Цыганские серёжки

Галина Рудакова
Тёплый сентябрь вовсе не походил на осень. Как хорошо, что мы с Сашкой Исаенко взяли с собой летние платья, - они очень нам пригодились!
В вельское село Теребино мы с подружкой приехали на практику. Местное название центральной усадьбы – Угреньга, возможно, осталось от финно-угорских предков. Тёплое такое слово, угревное. И речка Угреньга, что его пересекает, такая же неширокая и неглубокая, как мой родной Ундыш. Летом курица перейдёт – лапы не замочит. Село нам сразу приглянулось: всё в зелени,  вдоль шумной асфальтированной трассы тянутся деревни: Угреньга, Семерино, Низовье, Мишино, Коношино... Есть и многоквартирные дома, и дом культуры.

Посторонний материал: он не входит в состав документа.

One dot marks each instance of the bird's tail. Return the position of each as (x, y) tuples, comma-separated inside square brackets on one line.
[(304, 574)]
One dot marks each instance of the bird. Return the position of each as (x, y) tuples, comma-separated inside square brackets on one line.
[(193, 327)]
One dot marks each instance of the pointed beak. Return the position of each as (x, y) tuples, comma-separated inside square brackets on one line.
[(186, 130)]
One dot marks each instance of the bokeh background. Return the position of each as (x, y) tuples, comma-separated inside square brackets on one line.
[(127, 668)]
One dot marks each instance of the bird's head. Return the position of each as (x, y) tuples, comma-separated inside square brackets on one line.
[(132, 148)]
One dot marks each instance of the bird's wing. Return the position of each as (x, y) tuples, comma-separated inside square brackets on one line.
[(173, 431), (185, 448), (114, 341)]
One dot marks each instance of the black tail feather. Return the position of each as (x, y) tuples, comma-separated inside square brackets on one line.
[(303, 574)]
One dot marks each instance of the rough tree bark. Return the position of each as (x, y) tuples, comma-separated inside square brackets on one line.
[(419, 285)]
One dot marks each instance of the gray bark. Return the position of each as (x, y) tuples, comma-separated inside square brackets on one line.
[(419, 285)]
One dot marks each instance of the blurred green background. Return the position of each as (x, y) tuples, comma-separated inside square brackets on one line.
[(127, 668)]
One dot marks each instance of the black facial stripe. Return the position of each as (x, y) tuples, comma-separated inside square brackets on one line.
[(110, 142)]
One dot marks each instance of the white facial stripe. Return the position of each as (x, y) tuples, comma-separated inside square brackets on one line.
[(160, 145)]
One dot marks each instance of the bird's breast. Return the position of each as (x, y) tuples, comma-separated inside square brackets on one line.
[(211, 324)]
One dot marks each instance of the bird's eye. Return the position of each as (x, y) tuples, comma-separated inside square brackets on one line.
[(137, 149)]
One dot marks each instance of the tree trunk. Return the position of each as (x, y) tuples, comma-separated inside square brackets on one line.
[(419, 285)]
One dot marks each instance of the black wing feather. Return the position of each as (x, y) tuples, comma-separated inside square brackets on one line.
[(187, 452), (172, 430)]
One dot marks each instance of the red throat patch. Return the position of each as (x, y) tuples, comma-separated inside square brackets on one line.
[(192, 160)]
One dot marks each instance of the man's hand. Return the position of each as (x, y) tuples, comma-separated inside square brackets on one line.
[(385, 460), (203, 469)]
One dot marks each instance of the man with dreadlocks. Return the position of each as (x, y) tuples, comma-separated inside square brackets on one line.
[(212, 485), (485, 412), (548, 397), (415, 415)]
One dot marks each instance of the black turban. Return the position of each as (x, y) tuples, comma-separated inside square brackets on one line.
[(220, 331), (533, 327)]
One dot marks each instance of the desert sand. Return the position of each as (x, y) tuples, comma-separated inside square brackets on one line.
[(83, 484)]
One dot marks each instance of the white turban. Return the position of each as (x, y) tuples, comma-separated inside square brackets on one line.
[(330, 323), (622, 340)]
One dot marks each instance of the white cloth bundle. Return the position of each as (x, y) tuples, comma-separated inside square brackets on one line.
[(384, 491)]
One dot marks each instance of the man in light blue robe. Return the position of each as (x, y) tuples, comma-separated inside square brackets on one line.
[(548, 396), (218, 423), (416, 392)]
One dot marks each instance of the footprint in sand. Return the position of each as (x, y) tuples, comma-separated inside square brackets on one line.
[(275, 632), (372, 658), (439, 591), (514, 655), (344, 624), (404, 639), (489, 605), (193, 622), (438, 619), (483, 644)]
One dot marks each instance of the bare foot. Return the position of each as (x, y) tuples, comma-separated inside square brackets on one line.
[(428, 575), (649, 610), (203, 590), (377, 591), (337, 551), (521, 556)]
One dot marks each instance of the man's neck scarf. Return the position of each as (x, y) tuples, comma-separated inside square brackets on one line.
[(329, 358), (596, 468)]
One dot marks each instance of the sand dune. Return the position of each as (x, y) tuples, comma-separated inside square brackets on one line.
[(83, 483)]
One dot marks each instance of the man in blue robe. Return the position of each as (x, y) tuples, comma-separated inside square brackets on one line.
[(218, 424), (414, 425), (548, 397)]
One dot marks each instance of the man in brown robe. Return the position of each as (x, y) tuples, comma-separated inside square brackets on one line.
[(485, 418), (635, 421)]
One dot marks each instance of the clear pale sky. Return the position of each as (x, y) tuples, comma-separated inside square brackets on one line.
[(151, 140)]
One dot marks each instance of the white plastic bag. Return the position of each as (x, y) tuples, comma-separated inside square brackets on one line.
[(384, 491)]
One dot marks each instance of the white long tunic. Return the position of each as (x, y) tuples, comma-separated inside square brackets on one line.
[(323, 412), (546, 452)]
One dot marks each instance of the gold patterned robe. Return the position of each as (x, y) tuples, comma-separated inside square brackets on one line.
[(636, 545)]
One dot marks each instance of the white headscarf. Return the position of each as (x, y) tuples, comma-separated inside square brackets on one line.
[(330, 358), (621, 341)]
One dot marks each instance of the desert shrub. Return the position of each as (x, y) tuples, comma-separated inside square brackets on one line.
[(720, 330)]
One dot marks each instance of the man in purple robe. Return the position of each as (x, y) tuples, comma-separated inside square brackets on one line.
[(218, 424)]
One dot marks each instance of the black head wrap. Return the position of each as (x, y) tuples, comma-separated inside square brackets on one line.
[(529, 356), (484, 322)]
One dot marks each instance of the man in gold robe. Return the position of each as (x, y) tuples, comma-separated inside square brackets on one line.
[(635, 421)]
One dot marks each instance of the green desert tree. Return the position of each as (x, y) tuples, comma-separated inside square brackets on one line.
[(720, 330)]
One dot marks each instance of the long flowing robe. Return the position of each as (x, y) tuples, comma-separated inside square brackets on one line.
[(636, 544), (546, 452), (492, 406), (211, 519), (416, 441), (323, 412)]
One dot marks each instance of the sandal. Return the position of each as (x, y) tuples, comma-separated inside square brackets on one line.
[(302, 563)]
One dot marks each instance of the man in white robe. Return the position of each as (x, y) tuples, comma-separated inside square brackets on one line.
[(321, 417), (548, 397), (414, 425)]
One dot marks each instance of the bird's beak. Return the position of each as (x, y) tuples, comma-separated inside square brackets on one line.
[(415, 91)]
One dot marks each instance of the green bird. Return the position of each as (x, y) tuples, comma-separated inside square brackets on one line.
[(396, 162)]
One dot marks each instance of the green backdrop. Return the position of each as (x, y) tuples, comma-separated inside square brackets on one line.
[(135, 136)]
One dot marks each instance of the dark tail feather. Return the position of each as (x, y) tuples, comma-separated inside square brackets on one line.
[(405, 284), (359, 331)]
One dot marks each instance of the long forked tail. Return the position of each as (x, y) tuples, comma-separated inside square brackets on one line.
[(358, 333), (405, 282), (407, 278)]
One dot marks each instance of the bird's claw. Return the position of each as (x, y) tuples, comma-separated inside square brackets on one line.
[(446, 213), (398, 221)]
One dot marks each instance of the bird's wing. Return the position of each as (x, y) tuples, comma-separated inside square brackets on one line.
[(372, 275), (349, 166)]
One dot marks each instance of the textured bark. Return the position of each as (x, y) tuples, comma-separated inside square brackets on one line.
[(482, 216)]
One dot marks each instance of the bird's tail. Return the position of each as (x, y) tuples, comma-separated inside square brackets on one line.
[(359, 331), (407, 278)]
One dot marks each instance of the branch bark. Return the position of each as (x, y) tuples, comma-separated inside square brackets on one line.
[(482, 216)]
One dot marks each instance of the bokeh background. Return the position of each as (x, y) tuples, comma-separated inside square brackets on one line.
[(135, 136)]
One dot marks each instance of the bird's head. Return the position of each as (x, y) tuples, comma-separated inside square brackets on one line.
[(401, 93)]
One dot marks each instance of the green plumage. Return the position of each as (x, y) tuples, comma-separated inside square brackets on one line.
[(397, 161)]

На постой нас определили к старушке, довольно ворчливой (к счастью, видеться нам с ней предстоит только по вечерам, приходя на ночлег).
Учимся мы на ветеринарных фельдшеров. Ветврач совхоза – Галина Васильевна Кремлёва, женщина лет 40, встретила нас сердечно и – ура! – даже предложила работать на полставки, на всё время практики. И вот с утра мы уже принимаем вызовы по телефону, распределяем, кто куда отправится и, нагрузив ветеринарную сумку лекарствами, спешим к четвероногим пациентам. А после работы здесь же на ветучастке готовим ужин.
Но не работа станет для нас главным воспоминанием спустя годы, а совсем, совсем другое.

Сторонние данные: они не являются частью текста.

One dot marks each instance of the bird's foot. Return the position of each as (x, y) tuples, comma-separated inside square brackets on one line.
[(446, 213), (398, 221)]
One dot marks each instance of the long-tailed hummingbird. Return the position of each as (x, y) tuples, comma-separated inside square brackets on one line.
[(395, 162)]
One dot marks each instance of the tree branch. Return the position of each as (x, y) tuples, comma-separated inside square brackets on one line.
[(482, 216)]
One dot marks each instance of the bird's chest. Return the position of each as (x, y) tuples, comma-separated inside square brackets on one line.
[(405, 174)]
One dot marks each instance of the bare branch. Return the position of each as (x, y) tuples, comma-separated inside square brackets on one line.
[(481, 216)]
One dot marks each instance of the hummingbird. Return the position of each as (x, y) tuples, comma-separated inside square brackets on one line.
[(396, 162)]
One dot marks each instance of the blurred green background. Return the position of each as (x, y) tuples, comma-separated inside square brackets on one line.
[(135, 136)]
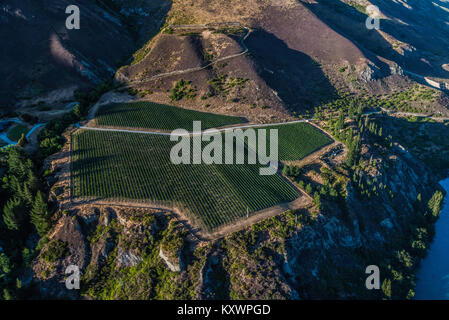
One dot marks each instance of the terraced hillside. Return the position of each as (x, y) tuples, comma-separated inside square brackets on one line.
[(127, 167), (297, 140), (147, 115)]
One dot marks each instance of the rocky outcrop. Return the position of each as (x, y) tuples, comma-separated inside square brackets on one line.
[(172, 263)]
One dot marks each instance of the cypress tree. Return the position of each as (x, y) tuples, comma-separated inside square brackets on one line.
[(40, 215)]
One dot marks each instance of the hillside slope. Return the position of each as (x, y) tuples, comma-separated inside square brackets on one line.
[(40, 55)]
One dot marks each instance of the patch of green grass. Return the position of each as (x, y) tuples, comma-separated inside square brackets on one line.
[(157, 116), (16, 132), (297, 140), (137, 167)]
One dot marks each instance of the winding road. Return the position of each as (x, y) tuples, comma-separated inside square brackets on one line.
[(189, 70)]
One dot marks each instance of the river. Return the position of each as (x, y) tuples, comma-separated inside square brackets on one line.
[(433, 274)]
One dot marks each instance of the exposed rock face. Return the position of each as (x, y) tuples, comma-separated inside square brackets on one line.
[(370, 72)]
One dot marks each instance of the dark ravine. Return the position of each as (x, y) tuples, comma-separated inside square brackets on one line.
[(433, 280)]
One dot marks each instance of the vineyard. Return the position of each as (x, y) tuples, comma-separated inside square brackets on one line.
[(136, 167), (157, 116), (297, 140)]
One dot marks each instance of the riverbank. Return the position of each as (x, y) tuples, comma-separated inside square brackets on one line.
[(433, 274)]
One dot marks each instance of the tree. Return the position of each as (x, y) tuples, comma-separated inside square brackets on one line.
[(22, 141), (5, 265), (40, 215), (13, 213), (309, 189), (435, 203), (317, 200)]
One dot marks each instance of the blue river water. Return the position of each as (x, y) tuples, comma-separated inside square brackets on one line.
[(433, 274)]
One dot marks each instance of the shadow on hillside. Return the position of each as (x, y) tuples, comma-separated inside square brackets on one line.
[(351, 23), (297, 78)]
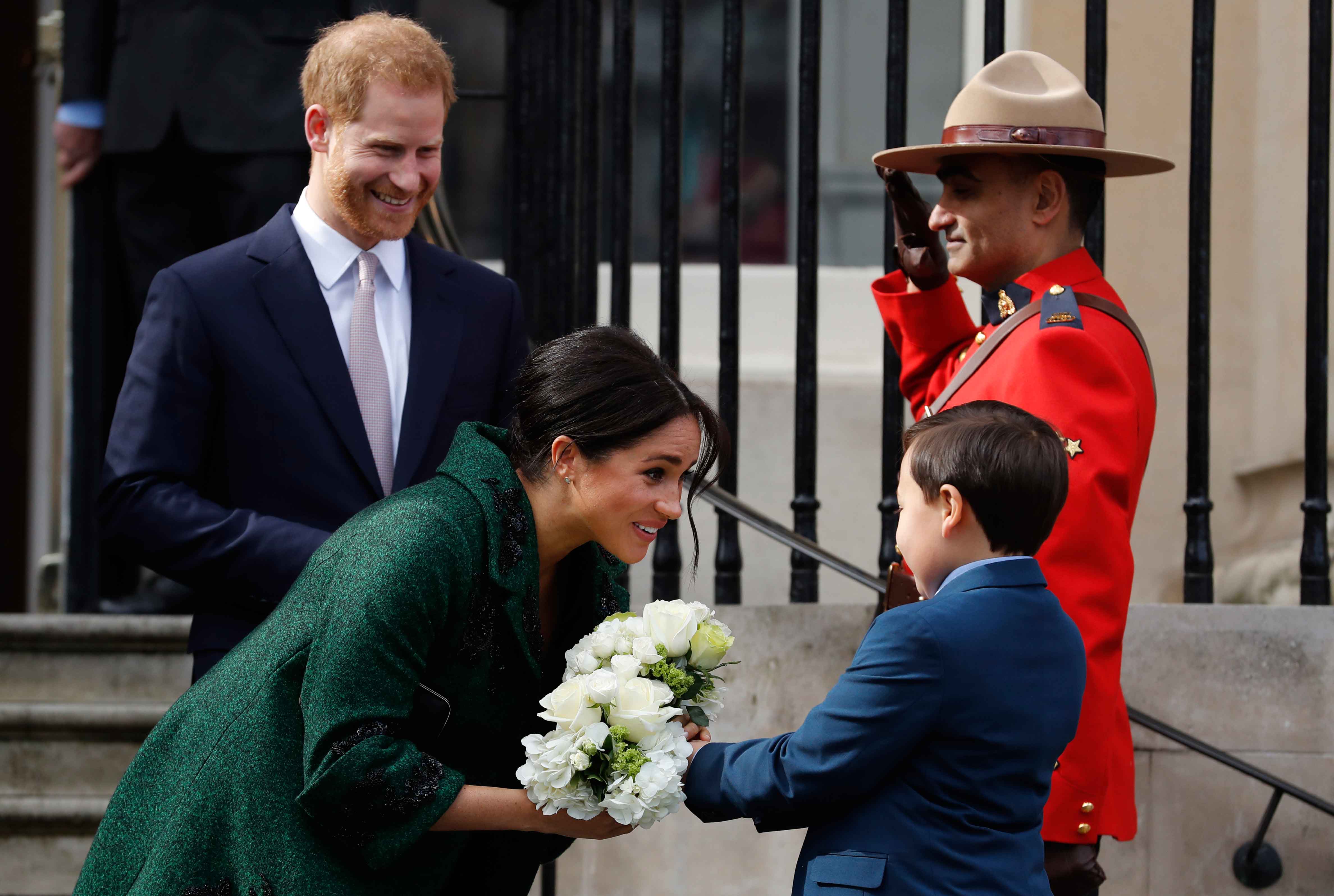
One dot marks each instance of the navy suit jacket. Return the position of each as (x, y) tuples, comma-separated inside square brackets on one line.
[(926, 767), (238, 446)]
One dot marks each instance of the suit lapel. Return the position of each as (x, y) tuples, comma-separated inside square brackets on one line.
[(437, 333), (293, 296)]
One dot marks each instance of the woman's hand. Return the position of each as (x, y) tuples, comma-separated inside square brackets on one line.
[(602, 827), (693, 731)]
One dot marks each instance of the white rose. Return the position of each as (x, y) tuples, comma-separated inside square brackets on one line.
[(710, 644), (604, 642), (642, 707), (585, 662), (594, 737), (602, 686), (671, 623), (569, 706), (645, 651), (625, 667)]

Когда первый рабочий день остался позади, мы с Сашкой отправились в магазин и, купив кое-что к чаю, решили осмотреться, обдумывая, как провести остаток дня.
– Откуда вы, девушки, к кому приехали? – прозвучал вдруг рядом женский голос.
Оглянувшись, мы увидели молодую цыганку, немного оторопели, но, впрочем, быстро пришли в себя.
– Да вот, на практику прибыли. Пока никого здесь не знаем.
– Так пойдёмте ко мне, мы здесь живём неподалёку! Меня Марией зовут, Шашкова Мария.
– Галя, Саша, – представляемся в свою очередь мы.
И вот мы идём в гости к цыганам!

Шашковы живут в самой обычной крестьянской избе, что стоит немного на отшибе и с двух сторон окружена деревьями. С Марией живут бабушка, тётка, брат Иван и маленькая сестричка Неля, которая только пошла в первый класс. А ещё у них есть конь и собака Рыча. В Поважье вообще немало оседлых цыган.

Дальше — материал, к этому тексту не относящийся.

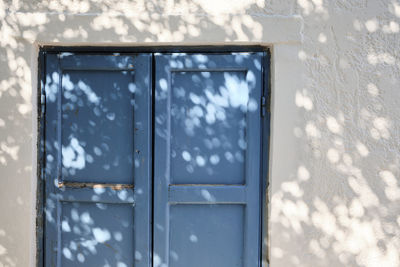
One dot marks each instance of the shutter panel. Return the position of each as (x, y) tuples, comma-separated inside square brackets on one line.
[(207, 160), (97, 170)]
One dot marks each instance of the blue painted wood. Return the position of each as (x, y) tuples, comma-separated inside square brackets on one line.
[(97, 122), (207, 160)]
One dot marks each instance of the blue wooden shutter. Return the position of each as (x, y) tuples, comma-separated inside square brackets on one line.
[(207, 160), (97, 170)]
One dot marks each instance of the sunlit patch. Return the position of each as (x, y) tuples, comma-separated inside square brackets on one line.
[(67, 253), (118, 237), (85, 218), (214, 159), (163, 84), (121, 264), (229, 157), (3, 250), (302, 100), (333, 155), (201, 161), (206, 195), (372, 25), (65, 226), (174, 255), (303, 174), (333, 125), (193, 238), (80, 257), (73, 156), (292, 188), (186, 156), (101, 235)]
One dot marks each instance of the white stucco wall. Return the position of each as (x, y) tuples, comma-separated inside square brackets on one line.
[(335, 157)]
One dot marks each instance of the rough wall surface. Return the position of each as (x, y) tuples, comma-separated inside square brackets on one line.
[(337, 202)]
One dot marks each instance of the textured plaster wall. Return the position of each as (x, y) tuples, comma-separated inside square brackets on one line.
[(335, 156)]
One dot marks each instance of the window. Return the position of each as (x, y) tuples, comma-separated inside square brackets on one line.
[(153, 158)]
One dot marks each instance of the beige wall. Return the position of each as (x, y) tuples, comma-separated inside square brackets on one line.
[(335, 157)]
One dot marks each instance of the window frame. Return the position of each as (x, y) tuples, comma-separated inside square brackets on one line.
[(265, 126)]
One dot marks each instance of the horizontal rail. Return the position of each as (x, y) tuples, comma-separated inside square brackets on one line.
[(95, 185), (206, 194)]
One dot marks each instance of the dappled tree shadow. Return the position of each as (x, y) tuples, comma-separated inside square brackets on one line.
[(339, 206)]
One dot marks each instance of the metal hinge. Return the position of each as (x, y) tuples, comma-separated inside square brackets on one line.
[(263, 106)]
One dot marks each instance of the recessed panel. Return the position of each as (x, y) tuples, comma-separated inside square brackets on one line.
[(97, 126), (208, 127), (206, 235), (96, 235)]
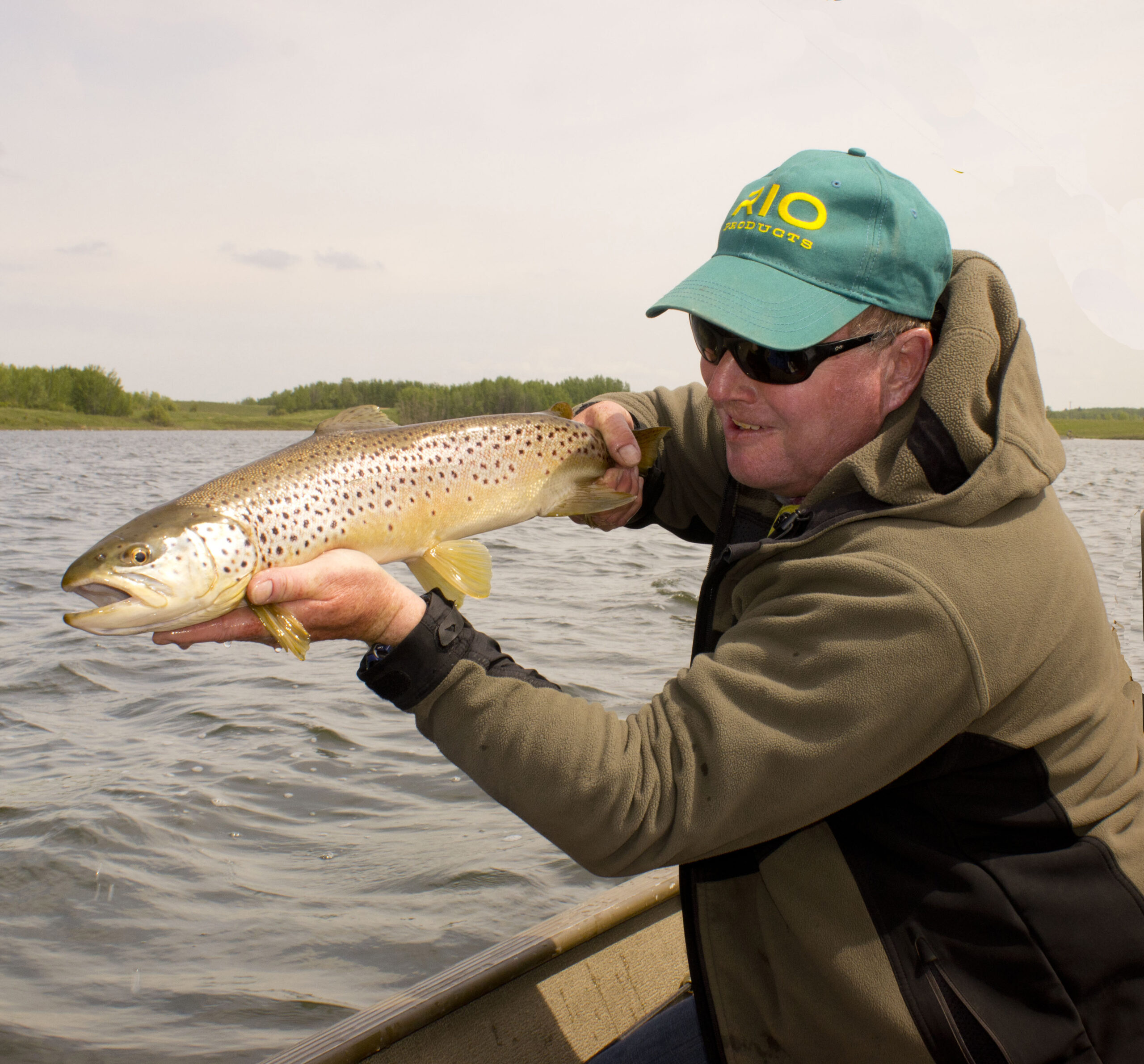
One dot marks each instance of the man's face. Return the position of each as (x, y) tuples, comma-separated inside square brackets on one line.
[(786, 437)]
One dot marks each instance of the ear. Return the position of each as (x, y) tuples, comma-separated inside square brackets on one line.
[(906, 358)]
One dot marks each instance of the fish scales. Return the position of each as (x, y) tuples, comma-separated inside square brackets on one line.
[(411, 494), (391, 492)]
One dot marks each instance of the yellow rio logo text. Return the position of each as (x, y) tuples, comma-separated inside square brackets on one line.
[(784, 211)]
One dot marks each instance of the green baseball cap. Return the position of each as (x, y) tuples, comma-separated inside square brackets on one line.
[(810, 245)]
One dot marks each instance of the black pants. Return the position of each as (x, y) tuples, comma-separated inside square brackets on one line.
[(669, 1038)]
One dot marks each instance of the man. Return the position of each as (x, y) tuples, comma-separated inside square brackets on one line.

Бабушка – красивая пожилая женщина с седыми волосами – встречает нас приветливо, расспрашивает, кто такие да откуда. Узнаём, что малышка Неля пока в школе, Иван на работе, а их мать в отъезде – она привозит из Москвы и перепродаёт "тряпки".
В избе – ничего лишнего: стол да лавки вдоль стен, икона в красном углу, железная кровать. На столе – скатерть с кистями, большой самовар, и вскоре нас уже зовут к чаю. А чай, как оказалось, необычный – заварен «по цыгански» с гвоздикой, оттого имеет ни с чем не сравнимый вкус и аромат.

Теперь каждый вечер после работы спешим мы к новым знакомым. Брат Марии Иван вернулся с заработков (он работает в посёлке Подгородье, соседнем с Угреньгой, но уже в Вологодской области).

У подружки с Иваном как-то сразу завязался роман. Оба такие красивые, юные, года на два моложе меня. Иван – настоящий юморист, всё время старается рассмешить либо разыграть нас. Придумывает нам смешные прозвища, или звонит Саше с телефона-автомата на улице и говорит, что находится в Подгородье и сейчас приедет. Мы настраиваемся увидеть его вечером, а он через минуту входит в дом.

Саша – детдомовская, давно потеряла родителей, и ей вдвойне радостно пребывание в этом гостеприимном доме. Впрочем, она и не привыкла унывать: то заразительно смеётся, обсуждая что-нибудь с Иваном, то поёт, то сказки Нелечке читает. А уж как наряжаться любит! И вот спустя несколько дней Мария позвала нас в другую комнату. Там на полу лежат свёрнутые постели, а по стенам развешаны сборчатые цыганские юбки.
Мы, конечно, тут же просим разрешения их примерить, кружимся по комнате, смеёмся, видя свои отражения в зеркале. Наряды дополняются крупными яркими бусами – мириклэ, при виде которых мы приходим в неописуемый восторг. Даже само слово как будто хранит некую тайну, в нём видится мерцание камней-самоцветов. А как хороша в них Мария! Блестящие чёрные волосы, тёмные глубокие глаза, приятные черты лица, и при всём этом какое-то даже странное для цыганки, по нашим представлениям, полное отсутствие расчёта и хитрости в поступках, простота и открытость в общении. Она делится со мной секретом: за ней ухаживает русский парень, из соседнего дома, зовёт замуж, но любовь свою она пока ещё не встретила.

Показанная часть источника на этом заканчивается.